Francis faisait partie de ces personnes uniques qui quittent le monde en le laissant plus beau qu’elles ne l'ont trouvé. Que cela ait été possible est la pensée éminemment réconfortante que Francis nous laisse.

Chaque mort soulève des questions dont on se demande s'il faut les poser : Ne sommes-nous pas, les vivants, des morts en vacances dans ce monde ? Quoi qu'il en soit, la Flandre est devenue plus riche d’un exemple concret, nous sommes tous devenus plus riche d'un souvenir d’une personnalité unique, dont la chaleur honnête et l'inspiration profonde nous aident tous à continuer à vivre et à nous engager.

Francis a littéralement vécu ce que les dieux, par l'intermédiaire de Walter Flex, l’auteur des Oies sauvages, lui avaient ordonné :

 

Ce que personne n’ose, tu l’oseras,

Ce que personne n’exprime, dis-le,

Ce que personne ne pense, tu l’argueras,

Ce que personne n’ose, fais-le.

 

Si personne ne dit oui, toi tu le diras,

Si personne ne dit non, à toi de nier,

Si tous doutent, confiance tu feras,

Si tous s’emballent, tu seras le dernier.

 

Quand tous acclament, prends ton temps,

Quand tous se moquent, silence salutaire,

Quand tous refusent le partage, soit clément,

Quand tout est sombre, allume la lumière ![1]

 

Écrit spécifiquement pour lui, on dirait.

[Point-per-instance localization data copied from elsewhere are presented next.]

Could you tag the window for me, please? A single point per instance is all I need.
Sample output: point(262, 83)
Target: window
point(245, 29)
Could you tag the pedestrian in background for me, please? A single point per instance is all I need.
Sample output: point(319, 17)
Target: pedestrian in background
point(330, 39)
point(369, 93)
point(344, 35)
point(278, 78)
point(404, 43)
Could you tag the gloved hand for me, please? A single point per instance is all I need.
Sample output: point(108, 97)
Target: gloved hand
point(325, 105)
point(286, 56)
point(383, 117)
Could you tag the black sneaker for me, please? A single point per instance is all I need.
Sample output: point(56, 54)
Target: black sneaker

Nous offrons nos condoléances à sa chère épouse et à ses quatre enfants, avec ce conseil de Francis lui-même: « Chérissez vos souvenirs, ils sont la seule chose que personne ne pourra jamais vous enlever. »

Au revoir Francis, cher ami d'une honnêteté désarmante, au revoir.

Et un grand merci pour tout.

 Luc Pauwels

[1] Traduction de l’allemand par Wido Bourel.